Austausch unter Teilnehmenden der ALCLC in Abuja, Nigeria. Foto: LWF/Albin Hillert

Theologische Ausbildungsstätten im Dienst der Einheit der Kirchen 

(LWI) – Lehrende aus drei Bildungseinrichtungen der LWB-Region Afrika hielten Vorträge auf der diesjährigen „Konsultation lutherischer Kirchenleitender in Afrika“ in Abuja, Nigeria. Ausgehend vom Leitwort der Tagung „So sind wir, die vielen, ein Leib“ (1. Kor. 10,17) befassten sie sich mit den theologischen, sozialen und kulturellen Aspekten der Stärkung von Kirchen in der Region. Pfr. Prof. Dr. Faustin Mahali von der Tumaini University Makumira (TUMA) in Tansania referierte über „Theologie, Gender und Ausbildung von Führungskräften in Afrika.” 

Dr. Ebissé Abdissa Gudeta ist die erste weibliche Studiendekanin am theologischen Seminar der Äthiopischen Evangelischen Kirche Mekane Yesus. Ihr Referat trug den Titel „Kirchenleitung im jeweiligen Kontext – im Einsatz für Gerechtigkeit und Einheit” 

Pfarrerin Dr. Adama Isa ist Dozentin am Lutherischen Bronnum-Seminar in Nigeria. Sie sprach zum Thema „Aufbau einer starken Gemeinschaft in der Kirche – Jugendliche, Männer und Frauen: Hoffnung auf Erneuerung des Glaubens in den Kirchen Afrikas“.

Frauen und Männer im gemeinsamen Dienst für die Kirche 

Da der Lehrgang zum Thema „Theology, Gender Justice and Leadership Education“ (TGLE, Theologie, Gendergerechtigkeit und Ausbildung von Führungskompetenzen) des LWB, der derzeit von der TUMA angeboten wird, nach Kamerun und ins frankophone Afrika verlegt werden soll, berichtete Faustin Mahali über seine Erfahrungen in Tansania, die er in den letzten Jahren sammeln konnte. 

„Bei der Förderung der theologischen Ausbildung für gendergerechte Führungsverantwortung in unseren Kirchen hat der Hélène-Ralivao-Fonds des LWB eine wichtige Rolle gespielt” so Mahali. „Für diesen Erfolg haben sich theologische Einrichtungen in verschiedenen afrikanischen Ländern bemüht, maßgeschneiderte theologische Lehrprogramme für die Teilnehmenden zu bereit zu stellen.

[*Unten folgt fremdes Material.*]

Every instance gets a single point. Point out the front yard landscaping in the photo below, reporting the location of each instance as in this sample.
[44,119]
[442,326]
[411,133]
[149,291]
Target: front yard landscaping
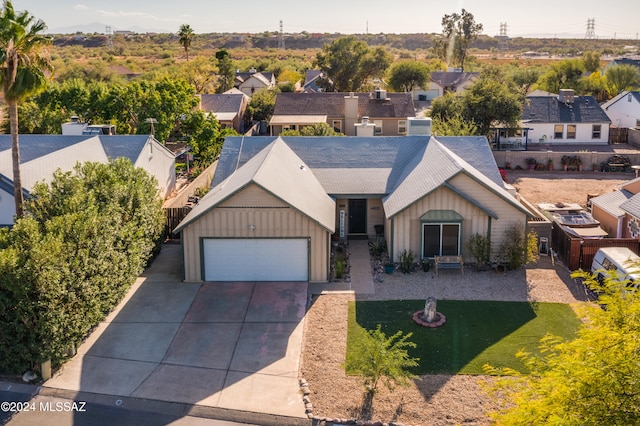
[476,332]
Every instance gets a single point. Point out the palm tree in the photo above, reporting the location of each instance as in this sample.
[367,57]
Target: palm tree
[22,73]
[186,35]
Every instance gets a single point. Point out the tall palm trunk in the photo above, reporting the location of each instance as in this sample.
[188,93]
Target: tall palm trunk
[15,155]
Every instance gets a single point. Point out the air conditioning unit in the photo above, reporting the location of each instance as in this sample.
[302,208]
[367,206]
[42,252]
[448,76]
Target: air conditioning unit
[380,94]
[418,126]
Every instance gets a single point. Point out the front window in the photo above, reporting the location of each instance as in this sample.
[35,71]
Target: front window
[558,131]
[402,127]
[378,124]
[596,131]
[440,239]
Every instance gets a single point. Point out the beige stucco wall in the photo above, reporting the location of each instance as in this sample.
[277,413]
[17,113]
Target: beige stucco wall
[407,227]
[271,218]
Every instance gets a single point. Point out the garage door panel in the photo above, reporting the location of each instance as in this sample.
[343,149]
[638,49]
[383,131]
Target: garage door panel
[257,259]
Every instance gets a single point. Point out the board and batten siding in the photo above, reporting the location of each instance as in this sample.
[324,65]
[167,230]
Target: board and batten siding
[271,217]
[407,227]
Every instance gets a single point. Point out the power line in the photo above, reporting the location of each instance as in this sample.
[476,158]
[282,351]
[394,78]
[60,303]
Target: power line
[281,38]
[591,29]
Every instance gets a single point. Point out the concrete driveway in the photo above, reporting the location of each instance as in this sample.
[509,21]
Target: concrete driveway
[222,349]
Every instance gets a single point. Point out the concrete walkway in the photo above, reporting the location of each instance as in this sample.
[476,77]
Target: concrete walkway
[223,350]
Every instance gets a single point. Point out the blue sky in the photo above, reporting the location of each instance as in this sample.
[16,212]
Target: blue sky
[523,18]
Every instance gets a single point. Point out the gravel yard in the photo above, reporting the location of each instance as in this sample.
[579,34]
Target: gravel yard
[439,399]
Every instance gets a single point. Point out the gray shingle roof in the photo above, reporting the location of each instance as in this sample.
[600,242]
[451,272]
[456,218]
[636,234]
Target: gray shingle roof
[33,147]
[632,205]
[277,169]
[221,102]
[397,105]
[546,109]
[404,168]
[612,201]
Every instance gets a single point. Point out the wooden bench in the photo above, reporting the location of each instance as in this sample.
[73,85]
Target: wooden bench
[448,262]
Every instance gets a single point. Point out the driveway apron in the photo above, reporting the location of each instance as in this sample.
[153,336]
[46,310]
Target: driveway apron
[233,346]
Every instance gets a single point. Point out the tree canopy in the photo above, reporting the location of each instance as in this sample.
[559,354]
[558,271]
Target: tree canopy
[23,68]
[185,37]
[407,75]
[348,62]
[64,266]
[458,31]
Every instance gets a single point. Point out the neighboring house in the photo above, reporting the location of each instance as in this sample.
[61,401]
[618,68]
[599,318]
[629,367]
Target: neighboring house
[619,211]
[565,119]
[624,110]
[343,111]
[228,108]
[252,81]
[310,81]
[441,82]
[42,155]
[277,203]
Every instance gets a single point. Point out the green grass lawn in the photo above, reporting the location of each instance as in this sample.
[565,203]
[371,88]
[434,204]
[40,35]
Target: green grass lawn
[476,332]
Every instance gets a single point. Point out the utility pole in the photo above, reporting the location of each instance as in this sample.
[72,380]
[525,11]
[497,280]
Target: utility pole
[591,26]
[281,38]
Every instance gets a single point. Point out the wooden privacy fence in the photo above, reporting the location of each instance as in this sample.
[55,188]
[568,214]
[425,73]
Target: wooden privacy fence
[173,218]
[577,253]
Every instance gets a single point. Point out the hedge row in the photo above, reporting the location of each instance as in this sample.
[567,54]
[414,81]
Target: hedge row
[86,237]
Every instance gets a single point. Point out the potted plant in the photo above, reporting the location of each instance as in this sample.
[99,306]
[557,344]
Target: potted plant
[531,162]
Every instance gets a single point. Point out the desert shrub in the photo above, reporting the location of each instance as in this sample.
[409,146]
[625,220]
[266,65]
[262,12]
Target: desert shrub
[516,250]
[377,357]
[479,247]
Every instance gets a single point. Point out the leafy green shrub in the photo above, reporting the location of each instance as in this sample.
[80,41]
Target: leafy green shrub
[407,258]
[378,357]
[87,236]
[516,250]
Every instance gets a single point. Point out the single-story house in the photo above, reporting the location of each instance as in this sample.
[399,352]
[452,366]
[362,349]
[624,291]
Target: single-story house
[311,78]
[624,110]
[228,108]
[388,112]
[565,119]
[619,211]
[42,155]
[441,82]
[252,81]
[276,203]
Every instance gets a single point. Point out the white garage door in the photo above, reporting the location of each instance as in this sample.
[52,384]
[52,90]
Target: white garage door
[256,259]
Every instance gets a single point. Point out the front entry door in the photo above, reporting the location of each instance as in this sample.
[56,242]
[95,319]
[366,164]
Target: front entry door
[357,216]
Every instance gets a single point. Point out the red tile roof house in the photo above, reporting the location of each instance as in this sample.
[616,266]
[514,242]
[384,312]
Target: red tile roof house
[387,111]
[276,202]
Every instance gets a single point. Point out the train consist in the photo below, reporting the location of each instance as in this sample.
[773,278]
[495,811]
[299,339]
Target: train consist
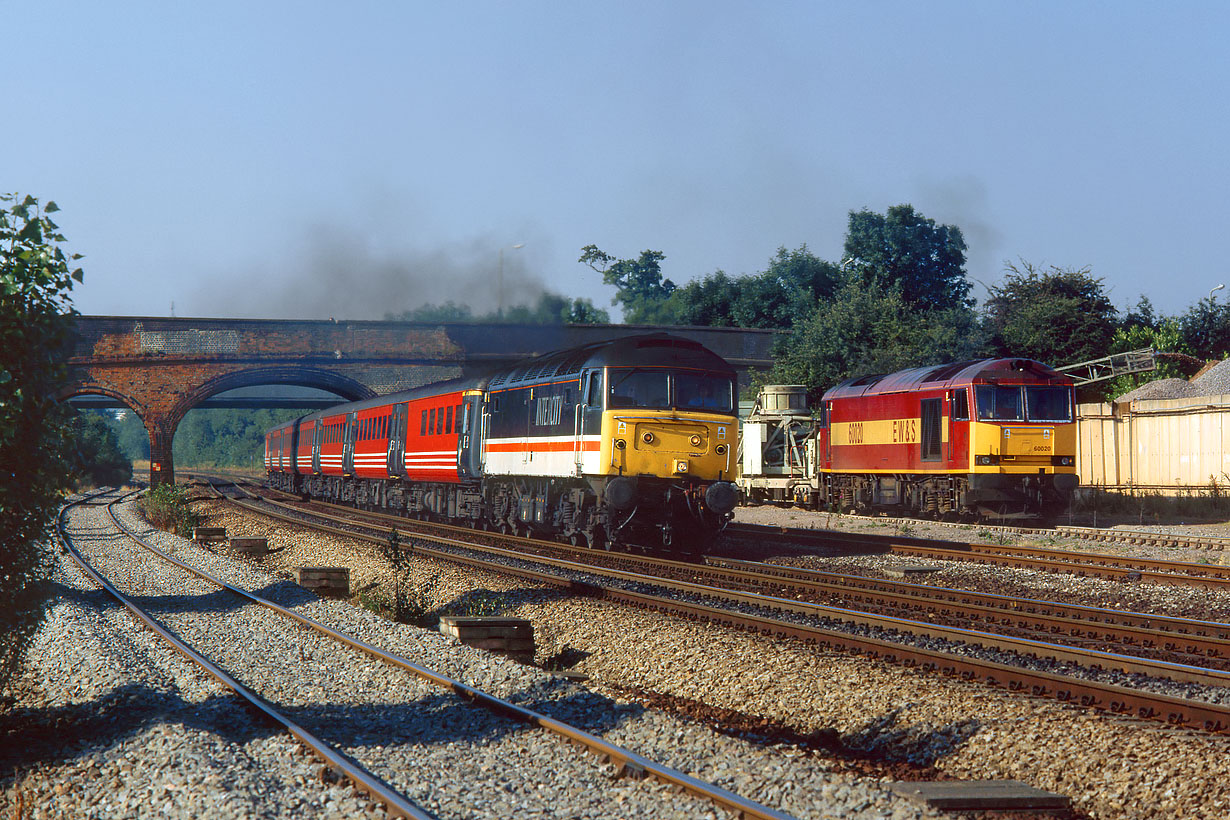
[993,439]
[622,443]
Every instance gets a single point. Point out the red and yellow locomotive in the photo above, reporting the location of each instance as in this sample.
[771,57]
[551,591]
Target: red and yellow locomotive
[994,438]
[629,441]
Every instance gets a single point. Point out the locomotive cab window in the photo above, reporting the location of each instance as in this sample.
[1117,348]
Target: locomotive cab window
[960,402]
[702,391]
[662,389]
[996,403]
[1048,403]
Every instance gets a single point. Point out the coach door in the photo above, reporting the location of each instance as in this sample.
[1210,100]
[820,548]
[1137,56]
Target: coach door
[317,437]
[589,412]
[349,434]
[397,440]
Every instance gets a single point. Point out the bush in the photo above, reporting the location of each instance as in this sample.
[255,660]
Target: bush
[36,326]
[166,508]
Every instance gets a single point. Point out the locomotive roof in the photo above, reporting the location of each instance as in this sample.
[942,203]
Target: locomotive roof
[646,349]
[957,374]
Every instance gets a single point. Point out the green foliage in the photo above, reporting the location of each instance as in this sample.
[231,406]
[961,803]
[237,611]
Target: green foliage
[1058,316]
[132,435]
[225,437]
[776,298]
[1206,328]
[867,330]
[99,460]
[638,285]
[904,250]
[35,438]
[166,508]
[550,309]
[1135,337]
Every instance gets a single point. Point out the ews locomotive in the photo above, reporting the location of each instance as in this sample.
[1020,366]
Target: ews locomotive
[630,441]
[993,438]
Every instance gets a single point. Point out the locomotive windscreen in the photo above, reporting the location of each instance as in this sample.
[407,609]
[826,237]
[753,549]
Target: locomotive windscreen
[654,389]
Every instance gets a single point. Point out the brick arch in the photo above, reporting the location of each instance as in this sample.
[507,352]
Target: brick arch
[127,400]
[300,376]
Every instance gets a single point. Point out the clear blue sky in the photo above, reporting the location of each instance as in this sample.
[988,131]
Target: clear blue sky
[351,160]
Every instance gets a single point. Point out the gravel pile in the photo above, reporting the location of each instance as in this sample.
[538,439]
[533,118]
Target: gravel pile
[1214,381]
[153,737]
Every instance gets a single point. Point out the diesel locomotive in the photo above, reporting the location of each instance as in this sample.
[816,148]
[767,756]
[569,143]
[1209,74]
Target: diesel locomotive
[629,443]
[991,439]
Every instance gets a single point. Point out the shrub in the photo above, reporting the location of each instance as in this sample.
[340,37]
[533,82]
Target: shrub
[166,508]
[36,330]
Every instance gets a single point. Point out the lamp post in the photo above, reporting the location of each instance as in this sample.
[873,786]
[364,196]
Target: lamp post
[499,304]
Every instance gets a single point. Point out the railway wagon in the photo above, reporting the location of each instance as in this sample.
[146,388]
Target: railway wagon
[994,438]
[629,441]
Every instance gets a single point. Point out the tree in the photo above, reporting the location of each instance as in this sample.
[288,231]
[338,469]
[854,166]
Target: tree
[1206,328]
[638,285]
[904,250]
[99,460]
[1059,315]
[550,309]
[36,330]
[865,330]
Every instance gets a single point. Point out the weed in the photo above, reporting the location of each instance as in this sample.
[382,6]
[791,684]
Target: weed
[166,508]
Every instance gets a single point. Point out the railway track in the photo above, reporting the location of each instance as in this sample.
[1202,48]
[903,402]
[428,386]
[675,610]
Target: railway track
[781,616]
[1041,558]
[390,788]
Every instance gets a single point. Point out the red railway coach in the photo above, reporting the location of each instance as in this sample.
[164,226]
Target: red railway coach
[622,441]
[994,438]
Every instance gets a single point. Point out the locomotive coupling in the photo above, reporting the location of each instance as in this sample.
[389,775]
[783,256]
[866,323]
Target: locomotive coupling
[621,493]
[721,497]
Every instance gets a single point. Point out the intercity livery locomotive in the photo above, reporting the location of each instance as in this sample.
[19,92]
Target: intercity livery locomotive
[622,443]
[990,438]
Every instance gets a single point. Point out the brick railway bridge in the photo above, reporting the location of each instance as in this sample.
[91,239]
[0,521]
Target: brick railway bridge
[162,368]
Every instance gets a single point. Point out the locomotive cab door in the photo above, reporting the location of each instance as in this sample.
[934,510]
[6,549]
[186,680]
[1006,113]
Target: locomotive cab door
[349,435]
[397,440]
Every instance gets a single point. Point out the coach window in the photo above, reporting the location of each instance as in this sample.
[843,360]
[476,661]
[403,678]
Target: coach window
[594,398]
[960,403]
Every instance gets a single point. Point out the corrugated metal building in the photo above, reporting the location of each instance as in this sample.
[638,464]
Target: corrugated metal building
[1161,445]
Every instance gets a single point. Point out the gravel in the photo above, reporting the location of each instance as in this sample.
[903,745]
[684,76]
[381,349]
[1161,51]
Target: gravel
[175,745]
[1110,767]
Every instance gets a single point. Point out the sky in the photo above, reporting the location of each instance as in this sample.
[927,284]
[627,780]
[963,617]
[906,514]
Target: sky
[308,160]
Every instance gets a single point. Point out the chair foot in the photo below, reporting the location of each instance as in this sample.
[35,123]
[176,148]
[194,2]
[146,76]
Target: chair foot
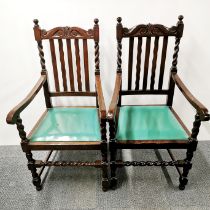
[183,182]
[113,183]
[39,188]
[181,187]
[37,183]
[105,184]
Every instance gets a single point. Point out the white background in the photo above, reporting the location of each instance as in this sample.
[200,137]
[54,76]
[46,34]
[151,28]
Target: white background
[19,61]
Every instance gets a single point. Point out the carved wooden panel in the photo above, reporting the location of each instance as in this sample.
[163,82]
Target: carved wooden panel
[149,30]
[67,33]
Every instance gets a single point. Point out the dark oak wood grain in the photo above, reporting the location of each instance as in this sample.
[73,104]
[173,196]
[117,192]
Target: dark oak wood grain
[54,63]
[146,63]
[130,62]
[79,82]
[63,69]
[190,144]
[64,34]
[71,72]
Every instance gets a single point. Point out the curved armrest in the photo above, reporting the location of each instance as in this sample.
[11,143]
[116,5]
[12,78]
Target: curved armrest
[13,114]
[201,109]
[115,97]
[101,103]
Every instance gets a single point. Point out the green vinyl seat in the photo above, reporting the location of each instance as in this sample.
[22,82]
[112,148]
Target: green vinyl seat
[68,124]
[148,123]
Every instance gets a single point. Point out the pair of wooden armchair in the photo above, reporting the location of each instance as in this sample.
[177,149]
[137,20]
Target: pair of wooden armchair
[131,127]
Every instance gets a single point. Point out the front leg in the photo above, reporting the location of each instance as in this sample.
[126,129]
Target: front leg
[31,166]
[192,147]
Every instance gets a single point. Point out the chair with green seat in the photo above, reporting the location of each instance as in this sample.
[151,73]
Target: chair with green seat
[66,128]
[151,126]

Ihnen sollen praktisches Wissen und Fähigkeiten an die Hand gegeben werden, damit die theologischen Lehren hinterfragt werden, die Geschlechterungleichheiten im ordinierten Amt und in anderen Bereichen der Kirchenleitung noch stärken.” 

„Das durch die Taufe erworbene Priestertum sollte nicht auf die von der Kultur zugewiesenen Rollen beschränkt sein, sondern auf den Wunsch von Männern und Frauen, gemeinsam zu entscheiden und sich als Sachwalter Gottes gegenseitig zu ergänzen“, sagte Mahali. „Wenn wir als in Christus getaufte Männer und Frauen gemeinsam leben und entscheiden, können wir die Führungsverantwortung und das ordinierte Amt nicht allein den Männern überlassen.”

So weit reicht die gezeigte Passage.